Docker images are available on Docker Hub.
Development
Developing on a service
Requirements:
- Java 11 (we recommend using sdkman! to install and manage versions of the JDK)
To develop on a specific service, you can use the provided docker-compose.yml
file inside each service's directory, for
instance:
cd entity-service docker-compose up -d && docker-compose logs -f
Then, from the root directory, launch the service:
./gradlew entity-service:bootRun
Running the tests
Each service has a suite of unit and integration tests.

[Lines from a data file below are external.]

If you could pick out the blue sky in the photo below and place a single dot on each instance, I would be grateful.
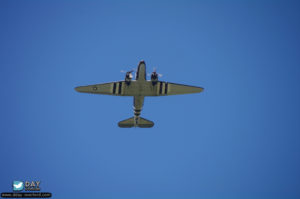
(238, 139)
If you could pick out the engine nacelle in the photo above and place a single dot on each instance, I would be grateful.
(154, 78)
(128, 77)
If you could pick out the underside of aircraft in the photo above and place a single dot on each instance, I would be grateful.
(139, 89)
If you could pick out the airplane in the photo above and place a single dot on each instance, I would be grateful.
(139, 89)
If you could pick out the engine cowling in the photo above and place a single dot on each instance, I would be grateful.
(154, 78)
(128, 77)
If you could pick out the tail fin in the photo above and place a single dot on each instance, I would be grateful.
(141, 122)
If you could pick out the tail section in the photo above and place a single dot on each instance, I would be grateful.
(136, 122)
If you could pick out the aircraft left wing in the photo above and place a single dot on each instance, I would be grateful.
(167, 88)
(112, 88)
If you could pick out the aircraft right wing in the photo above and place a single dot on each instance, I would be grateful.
(111, 88)
(167, 88)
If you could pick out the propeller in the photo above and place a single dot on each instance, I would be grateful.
(128, 72)
(154, 71)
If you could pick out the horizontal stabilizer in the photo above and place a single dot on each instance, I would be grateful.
(141, 122)
(128, 123)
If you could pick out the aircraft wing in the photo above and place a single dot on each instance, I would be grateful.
(112, 88)
(167, 88)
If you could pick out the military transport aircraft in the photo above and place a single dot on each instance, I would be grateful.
(139, 89)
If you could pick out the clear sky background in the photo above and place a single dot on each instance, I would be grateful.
(238, 139)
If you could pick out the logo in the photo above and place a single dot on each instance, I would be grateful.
(18, 185)
(26, 189)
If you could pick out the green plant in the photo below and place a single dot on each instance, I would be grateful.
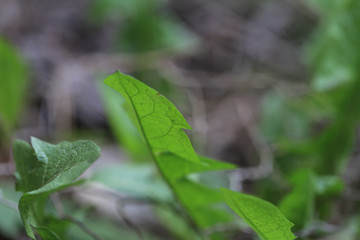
(43, 168)
(161, 125)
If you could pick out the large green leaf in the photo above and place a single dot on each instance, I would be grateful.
(13, 83)
(162, 127)
(121, 123)
(262, 216)
(47, 168)
(159, 120)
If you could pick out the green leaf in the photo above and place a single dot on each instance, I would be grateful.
(13, 82)
(298, 205)
(10, 221)
(262, 216)
(47, 168)
(140, 181)
(162, 127)
(160, 122)
(121, 123)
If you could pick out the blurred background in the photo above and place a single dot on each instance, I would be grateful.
(271, 86)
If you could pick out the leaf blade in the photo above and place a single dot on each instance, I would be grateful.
(253, 210)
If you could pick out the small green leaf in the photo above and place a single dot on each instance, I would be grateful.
(262, 216)
(48, 168)
(298, 205)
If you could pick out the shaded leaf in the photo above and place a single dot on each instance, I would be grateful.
(48, 168)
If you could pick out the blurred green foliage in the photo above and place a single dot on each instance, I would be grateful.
(13, 83)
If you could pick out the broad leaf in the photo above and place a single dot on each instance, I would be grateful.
(262, 216)
(162, 127)
(121, 123)
(159, 120)
(47, 168)
(140, 181)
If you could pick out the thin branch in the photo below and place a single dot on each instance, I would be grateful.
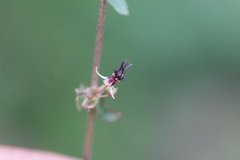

You can run them without manually launching any external component, thanks to Spring Boot embedded test support and to the great TestContainers library.
For instance, you can launch the test suite for entity service with the following command:
./gradlew entity-service:test
Building the project
To build all the services, you can just launch:
./gradlew build
It will compile the source code, check the code formatting (thanks to ktLint) and run the test suite for all the services.
For each service, a self executable jar is produced in the build/libs
directory of the service.
If you want to build only one of the services, you can launch:
./gradlew entity-service:build
Working locally with Docker images
To work locally with a Docker image of a service without publishing it to Docker Hub, you can follow the below instructions:
- Build a tar image:
./gradlew entity-service:jibBuildTar
- Load the tar image into Docker:
docker load --input entity-service/build/jib-image.tar
- Run the image:
docker run stellio/stellio-entity-service:latest
Usage
To start using Stellio, you can follow the API quick guide published in our NGSI-LD API & Data Model repository.
As the development environment does not make use of the authentication setup, you can ignore related information in the API quick guide.